The Unit has a comprehensive public engagement programme. This includes:
- visits to local schools and other organisations
- participation in the Cambridge Science Festival, where we exhibit every year
- our annual Open Day
- involvement in other events for public understanding of science.
Science and Society
The scientific work conducted at the MRC Mitochondrial Biology Unit has served as inspiration for public exhibitions through engagement with artists and designers. Visualization is an integrated part of our research process, and even though we produce state-of-the-art images for scientific use and for journal publications, we strongly believe that through engagement with artists and designers we form valuable ways of making the microscopic world more understandable to a wider public. At the MRC Mitochondrial Biology Unit we are very aware of the importance of artistic interpretation of our scientific ideas and results, and we are highly committed to this kind of public engagement. We have had a considerable degree of success in collaborating with artists and designers, and new projects are regularly planned.

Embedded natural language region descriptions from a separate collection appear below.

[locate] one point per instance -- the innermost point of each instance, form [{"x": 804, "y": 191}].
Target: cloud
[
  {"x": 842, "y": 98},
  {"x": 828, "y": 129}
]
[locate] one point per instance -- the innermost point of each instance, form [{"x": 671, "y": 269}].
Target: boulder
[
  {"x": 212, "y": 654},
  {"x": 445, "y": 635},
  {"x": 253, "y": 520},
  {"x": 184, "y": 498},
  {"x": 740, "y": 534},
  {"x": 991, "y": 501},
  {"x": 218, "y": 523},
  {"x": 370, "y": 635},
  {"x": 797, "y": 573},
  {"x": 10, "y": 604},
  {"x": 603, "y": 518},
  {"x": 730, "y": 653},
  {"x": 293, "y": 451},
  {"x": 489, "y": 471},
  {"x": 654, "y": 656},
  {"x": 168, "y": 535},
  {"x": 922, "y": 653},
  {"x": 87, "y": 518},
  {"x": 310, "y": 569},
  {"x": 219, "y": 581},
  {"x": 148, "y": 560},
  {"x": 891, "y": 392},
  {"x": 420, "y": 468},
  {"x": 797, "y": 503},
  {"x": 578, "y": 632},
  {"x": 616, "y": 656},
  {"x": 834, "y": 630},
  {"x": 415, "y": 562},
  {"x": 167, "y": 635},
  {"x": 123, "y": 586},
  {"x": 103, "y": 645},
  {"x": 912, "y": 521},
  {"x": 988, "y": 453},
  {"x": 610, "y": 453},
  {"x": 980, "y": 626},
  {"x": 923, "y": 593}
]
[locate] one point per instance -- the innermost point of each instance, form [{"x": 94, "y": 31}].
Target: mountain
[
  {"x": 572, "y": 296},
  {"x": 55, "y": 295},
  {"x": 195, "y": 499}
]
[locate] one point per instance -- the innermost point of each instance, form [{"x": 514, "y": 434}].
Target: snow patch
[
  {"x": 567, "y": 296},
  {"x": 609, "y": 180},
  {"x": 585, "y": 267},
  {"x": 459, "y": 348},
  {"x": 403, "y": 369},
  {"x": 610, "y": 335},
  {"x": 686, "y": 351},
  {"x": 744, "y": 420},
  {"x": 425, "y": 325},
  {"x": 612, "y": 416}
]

For further information about the activities of the Unit, please contact our Communications Manager, Penny Peck (email@example.com).
On 23 March 2014 at the Cambridge Science Festival, scientists from the MRC Mitochondrial Biology Unit (MBU) used posters, movies and computer games, created by Henry Harling, to demonstrate how mitochondrial dysfunction leads to illness and ageing.
Visitors were given an explanation of heteroplasmy - when an individual has mutant as well as normal mitochondrial DNA - which was demonstrated by the Heteroplasmy video game.
To celebrate the Centenary of the Medical Research Council, the Mitochondrial Biology Unit opened its doors to the public on 20 June 2013 for demonstrations and presentations based on the theme ‘How do we get energy out of food?’
The festival this year saw the premiere of three new animations. The first animation shows all of the major organelles of the human cell, including a dynamic network of mitochondria that are involved in fusion and fission events. The basic structure of a mitochondrion with the inner and outer membrane and cristae is also explained. The second one illustrates some of the major events of energy conversion at the mitochondrial inner membrane, featuring isocitrate dehydrogenase, Complex I, ATP synthase, mitochondrial transport proteins, the voltage gated anion channel, and hexokinase.
To highlight the central role that mitochondria play in cellular energy metabolism, we produced an animation showing the breakdown of a simple sugar molecule; from its uptake in the intestine to the series of energy conversion steps that lead to the synthesis of ATP in the mitochondrial matrix. After the sugar molecule enters the blood stream in the intestine, it is taken up by the human cell and undergoes a series of breakdown reactions in the cytoplasm of the cell to form pyruvate, which is subsequently transported into the mitochondrion (see figure below).
Using the three-dimensional structures of the Fo and F1 domains of ATP synthase determined by Professor Sir John Walker and collaborators we constructed an accurate three-dimensional representation of the protein complex in LEGO. The model, consisting of approximately 15,000 LEGO bricks and built to a scale of 50,000,000:1, clearly shows the different functional domains of the complex. Participants were invited to build miniature LEGO models of the ATP synthase and complex I (the structure of which was solved in the laboratory of Dr. Sazanov).
Working together with designers Rachel Wingfield and Mathias Gmachl, we explored new ways of representing the molecular world at this year's Science Festival in Cambridge. We invited people to colour a 2.20 x 6 metre mural of a mitochondrial network. Children of all ages and adults engaged in this mitochondrial paint-by-numbers event. The first step was, via a computer test, to find out which colour each visitor preferred.